Plaintiff’s attorney, Frank Farina, said in a telephone interview that hundreds of OPFM’s former clients showed up at OPFM’s meeting of creditors where they barraged the bankruptcy trustee with questions. Farina said Snyder did not attend that meeting.
Fieldstone Mortgage won a legal victory late last year when the U.S. District Court for the District of Maryland ruled that its insurer, Zurich American Insurance Company, American Zurich Insurance Company and American Guarantee & Liability Insurance Co. had to defend it against alleged violations of the Fair Credit Reporting Act.
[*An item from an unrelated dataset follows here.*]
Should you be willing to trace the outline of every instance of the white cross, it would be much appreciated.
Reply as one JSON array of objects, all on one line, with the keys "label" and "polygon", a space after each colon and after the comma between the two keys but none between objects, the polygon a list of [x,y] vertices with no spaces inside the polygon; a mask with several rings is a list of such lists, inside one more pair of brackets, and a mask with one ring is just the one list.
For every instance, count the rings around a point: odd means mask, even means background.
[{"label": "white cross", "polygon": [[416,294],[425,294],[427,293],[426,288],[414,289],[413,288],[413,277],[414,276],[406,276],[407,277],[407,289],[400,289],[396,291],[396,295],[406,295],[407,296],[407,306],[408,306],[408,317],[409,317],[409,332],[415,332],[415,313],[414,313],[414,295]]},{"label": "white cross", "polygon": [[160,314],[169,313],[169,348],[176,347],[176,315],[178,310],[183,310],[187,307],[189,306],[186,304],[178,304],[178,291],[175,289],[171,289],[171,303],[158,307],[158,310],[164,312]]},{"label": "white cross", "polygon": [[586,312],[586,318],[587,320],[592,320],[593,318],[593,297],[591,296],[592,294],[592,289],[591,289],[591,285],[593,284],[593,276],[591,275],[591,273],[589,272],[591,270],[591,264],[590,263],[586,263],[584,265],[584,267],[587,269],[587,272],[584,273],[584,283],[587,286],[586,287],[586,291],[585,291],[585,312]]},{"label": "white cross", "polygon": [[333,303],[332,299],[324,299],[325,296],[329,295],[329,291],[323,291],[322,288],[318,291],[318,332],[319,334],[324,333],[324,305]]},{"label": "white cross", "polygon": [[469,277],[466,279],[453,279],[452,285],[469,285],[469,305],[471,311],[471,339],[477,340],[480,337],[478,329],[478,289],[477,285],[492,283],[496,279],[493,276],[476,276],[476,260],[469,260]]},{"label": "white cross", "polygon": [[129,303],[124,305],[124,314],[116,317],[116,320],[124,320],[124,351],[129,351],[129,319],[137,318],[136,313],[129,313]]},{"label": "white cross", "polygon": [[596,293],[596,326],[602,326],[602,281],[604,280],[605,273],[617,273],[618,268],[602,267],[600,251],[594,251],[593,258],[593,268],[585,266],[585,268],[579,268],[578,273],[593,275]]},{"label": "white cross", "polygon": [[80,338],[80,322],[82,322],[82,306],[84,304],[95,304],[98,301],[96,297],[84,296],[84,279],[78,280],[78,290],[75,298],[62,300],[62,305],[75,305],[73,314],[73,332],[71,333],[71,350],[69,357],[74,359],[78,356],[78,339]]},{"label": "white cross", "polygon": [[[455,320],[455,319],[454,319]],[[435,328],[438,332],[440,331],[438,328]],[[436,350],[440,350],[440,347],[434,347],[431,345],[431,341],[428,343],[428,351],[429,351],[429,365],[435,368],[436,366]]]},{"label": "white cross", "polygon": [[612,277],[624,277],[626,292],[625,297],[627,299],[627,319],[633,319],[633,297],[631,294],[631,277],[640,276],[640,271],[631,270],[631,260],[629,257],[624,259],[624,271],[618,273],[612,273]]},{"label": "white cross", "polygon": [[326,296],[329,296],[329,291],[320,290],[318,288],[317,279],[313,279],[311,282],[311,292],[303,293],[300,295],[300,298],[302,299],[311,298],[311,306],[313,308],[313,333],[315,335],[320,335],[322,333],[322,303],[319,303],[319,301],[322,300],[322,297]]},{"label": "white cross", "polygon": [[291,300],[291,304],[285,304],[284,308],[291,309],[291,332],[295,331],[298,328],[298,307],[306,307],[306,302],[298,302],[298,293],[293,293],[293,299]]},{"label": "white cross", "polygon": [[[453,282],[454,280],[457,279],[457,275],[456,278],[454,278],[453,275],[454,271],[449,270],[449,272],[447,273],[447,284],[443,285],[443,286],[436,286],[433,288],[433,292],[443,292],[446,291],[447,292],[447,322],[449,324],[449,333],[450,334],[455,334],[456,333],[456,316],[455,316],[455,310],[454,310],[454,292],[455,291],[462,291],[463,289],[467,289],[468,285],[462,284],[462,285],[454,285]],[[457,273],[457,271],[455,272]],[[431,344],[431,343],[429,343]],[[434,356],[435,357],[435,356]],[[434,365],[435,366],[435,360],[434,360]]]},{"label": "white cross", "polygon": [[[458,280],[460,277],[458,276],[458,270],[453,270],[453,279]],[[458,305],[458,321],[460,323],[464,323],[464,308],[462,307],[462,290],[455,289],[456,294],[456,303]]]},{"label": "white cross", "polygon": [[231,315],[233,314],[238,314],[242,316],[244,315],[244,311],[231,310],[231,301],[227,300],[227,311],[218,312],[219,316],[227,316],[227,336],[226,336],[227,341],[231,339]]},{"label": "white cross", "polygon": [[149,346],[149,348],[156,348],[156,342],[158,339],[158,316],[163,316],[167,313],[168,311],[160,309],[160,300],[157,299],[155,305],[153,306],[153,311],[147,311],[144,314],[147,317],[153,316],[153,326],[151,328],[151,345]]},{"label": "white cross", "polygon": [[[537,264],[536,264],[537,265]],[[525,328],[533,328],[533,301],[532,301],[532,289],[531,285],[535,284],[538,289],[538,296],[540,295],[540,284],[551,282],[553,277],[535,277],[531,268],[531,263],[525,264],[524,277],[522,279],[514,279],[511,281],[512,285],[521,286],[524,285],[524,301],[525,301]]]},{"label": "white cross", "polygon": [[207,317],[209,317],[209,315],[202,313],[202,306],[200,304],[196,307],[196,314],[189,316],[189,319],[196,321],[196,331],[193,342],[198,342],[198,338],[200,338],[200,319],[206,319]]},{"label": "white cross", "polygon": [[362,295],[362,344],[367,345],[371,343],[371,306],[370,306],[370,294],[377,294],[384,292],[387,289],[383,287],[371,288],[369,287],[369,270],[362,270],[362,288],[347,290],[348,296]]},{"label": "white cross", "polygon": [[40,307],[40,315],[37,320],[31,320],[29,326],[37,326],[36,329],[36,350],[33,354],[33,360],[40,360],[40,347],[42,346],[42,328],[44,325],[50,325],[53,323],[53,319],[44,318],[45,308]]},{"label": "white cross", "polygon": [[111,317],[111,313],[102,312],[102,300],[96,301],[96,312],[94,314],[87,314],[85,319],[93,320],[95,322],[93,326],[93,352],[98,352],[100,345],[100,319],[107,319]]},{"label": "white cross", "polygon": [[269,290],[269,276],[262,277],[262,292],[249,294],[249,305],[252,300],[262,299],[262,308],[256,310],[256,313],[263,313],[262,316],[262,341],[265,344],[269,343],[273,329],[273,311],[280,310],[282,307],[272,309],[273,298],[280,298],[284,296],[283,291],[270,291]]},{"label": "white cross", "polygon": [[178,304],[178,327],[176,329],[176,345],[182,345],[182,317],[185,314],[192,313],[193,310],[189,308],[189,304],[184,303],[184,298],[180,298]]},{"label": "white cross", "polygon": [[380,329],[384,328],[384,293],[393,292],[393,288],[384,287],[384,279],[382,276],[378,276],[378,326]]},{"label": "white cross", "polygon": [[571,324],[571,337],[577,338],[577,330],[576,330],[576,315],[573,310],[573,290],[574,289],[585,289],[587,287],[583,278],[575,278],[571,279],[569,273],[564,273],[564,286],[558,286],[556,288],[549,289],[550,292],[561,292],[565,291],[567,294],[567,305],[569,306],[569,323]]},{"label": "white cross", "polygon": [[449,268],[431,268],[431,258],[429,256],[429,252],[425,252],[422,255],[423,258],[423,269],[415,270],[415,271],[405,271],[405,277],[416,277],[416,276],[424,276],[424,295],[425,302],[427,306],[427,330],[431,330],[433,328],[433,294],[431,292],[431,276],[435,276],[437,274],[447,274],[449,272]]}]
In Zurich v. American Insurance Company, et al, the dispute arose from a lawsuit filed in federal court in Illinois’ federal court by a man who claimed that Fieldstone violated the FCRA by using his and others’ credit information to contact him with pre-screened offers. In Rhodes v. Fieldstone Mortgage Co., Jeff A. Rhodes alleged that Fieldstone improperly accessed and used his and others’ credit information, violating the FCRA’s requirement that access be either consented to or for a permissible purpose.
Zurich argued that it didn’t have to provide a legal defense because language in the insurance policy over coverage for “advertising injury” did not include alleged FCRA violations.
Columbia, Md.-based Fieldstone is presently operating under bankruptcy protection.